Henri Leconte est dithyrambique lorsqu'il parle de la Laver Cup, une compétition imaginée par Roger Federer. Ancien numéro 5 mondial, le Français se dit conquis par la formule... et profite de tacler Gerard Piqué et sa réforme de la Coupe Davis. Interview.
Henri Leconte, quel est votre avis sur cette nouvelle compétition qu'est la Laver Cup?
"Il s'agit d'un concept incroyable. Roger Federer a eu une idée extraordinaire en voulant créer en quelque sorte la Ryder Cup du tennis. C'est fabuleux cet engouement et cette démonstration de force qu'il a eu pour mettre sur pied cet événement à Prague, à Chicago et maintenant ici à Genève. En créant un événement sur trois jours, la Laver Cup démontre aussi que le tennis peut se jouer d'une autre façon. Ce sport peut également être dynamique et beaucoup plus rapide que sur les tournois du Grand Chelem. Cela donne une autre vision du tennis mondial. Je trouve cela extraordinaire."
L'ATP a d'ailleurs décidé d'intégrer la Laver Cup à son calendrier. Est-ce une bonne chose?

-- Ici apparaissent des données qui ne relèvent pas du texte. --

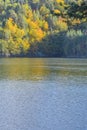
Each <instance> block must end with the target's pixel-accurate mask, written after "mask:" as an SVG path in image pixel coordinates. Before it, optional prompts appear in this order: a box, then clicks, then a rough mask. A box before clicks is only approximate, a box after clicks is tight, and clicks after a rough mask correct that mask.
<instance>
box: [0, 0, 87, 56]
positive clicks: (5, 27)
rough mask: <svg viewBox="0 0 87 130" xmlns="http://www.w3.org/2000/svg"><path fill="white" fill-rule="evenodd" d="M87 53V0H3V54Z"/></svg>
mask: <svg viewBox="0 0 87 130" xmlns="http://www.w3.org/2000/svg"><path fill="white" fill-rule="evenodd" d="M13 56H21V57H24V56H25V57H26V56H27V57H87V1H86V0H65V1H64V0H0V57H13Z"/></svg>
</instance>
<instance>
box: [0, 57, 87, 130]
mask: <svg viewBox="0 0 87 130" xmlns="http://www.w3.org/2000/svg"><path fill="white" fill-rule="evenodd" d="M0 130H87V59H58V58H54V59H52V58H50V59H45V58H44V59H40V58H39V59H38V58H36V59H34V58H33V59H32V58H31V59H28V58H14V59H13V58H10V59H9V58H7V59H0Z"/></svg>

"Oui, complètement. Au début, il s'agissait d'une exhibition. Cela s'est toutefois vite transformé en un événement important du calendrier de l'ATP. Mais la Laver Cup reste aussi totalement différente des Grand Chelem ou des tournois classiques organisés par l'ATP étant donné qu'elle se joue en équipe. A l'image de Rafa et de Roger, vous vous retrouvez d'un coup à faire équipe avec votre plus grand rival. C'est cela qui est beau, qui donne une dimension totalement différente à cet événement. Au départ, le tennis était un sport individuel. Ici, à la Laver Cup, il se transforme en sport collectif. Je trouve cela vraiment fabuleux. J'aurais bien voulu jouer à cette époque-là!"
Sur le papier, la Team Europe semble favorite. Que pensez-vous des forces en présence?
"L'équipe du reste du monde, les Américains en tête, sont surtout des 'shotmakers'. C'est-à-dire qu'ils sont puissants, que ce sont des serveurs-volleyeurs qui misent sur 2-3 coups de raquette pour faire le point. Ça va donc être rapide et intéressant. Sur le papier, il est vrai qu'il y a un déséquilibre. Vous avez d'un côté Roger et Rafa, mais de l'autre - attention - il y a des joueurs capables de les battre. J'espère donc qu'il y aura un vrai combat. De toute manière, au tennis, tant qu'on n'a pas mis la dernière balle, on ne sait jamais. On l'a encore vu avec Roger à Wimbledon..."
Federer, justement, dit se méfier des doubles. La Team Monde a-t-elle spécifiquement un coup à jouer lors de ces matches?
"Il est vrai qu'ils possèdent des joueurs un peu plus spécialisés dans le double, à l'image de Jack Sock. Ils n'ont toutefois pas une 'vraie' équipe de double, qui joue ensemble toute l'année. Ils vont donc aussi devoir s'adapter. L'un des critères importants sera aussi la capacité à récupérer des simples."
Selon vous, peut-on s'attendre à voir des joueurs qui donnent tout, qui se battent comme lors d'un Grand Chelem?
"Bien-sûr qu'ils donneront tout. Cette atmosphère, cette ambiance qui attend les joueurs sera vraiment quelque chose de fort. Ce ne sera toutefois pas comme un tournoi du Grand Chelem puisque les Majeurs sont des compétitions individuelles. Mais l'envie de gagner sera évidemment présente car les joueurs défendent les couleurs de l'Europe ou du Monde. Nous aurons le droit à des matches spectaculaires et fabulueux."
Finalement, un mot sur cette abondance de compétitions d'équipe. Avec encore la Coupe Davis et l'ATP Cup - dont la première édition à lieu en janvier 2020 en Australie -, n'y en a-t-il tout simplement pas trop?
"C'est clair que la Laver Cup fait de l'ombre à la Coupe Davis. Mais cette dernière a perdu de son âme en changeant son format - M. Piqué a fait une terrible erreur - et s'est en quelque sorte écartée de l'ATP. C'est d'ailleurs à ce moment précis que Roger a saisi l'opportunité d'inscrire la Laver Cup au calendrier ATP. Lorsque la Coupe Davis existait encore dans son format historique, la Laver Cup n'était, en effet, qu'une exhibition. Quant à l'ATP Cup, c'est autre chose. Tout d'abord, elle remplace la Hopman Cup. Ensuite, elle se déroule en début d'année en Australie, où les joueurs se rendent de toute manière pour l'Open d'Australie. Cela affecte donc moins le calendrier. Finalement, la sélection est faite via le classement ATP."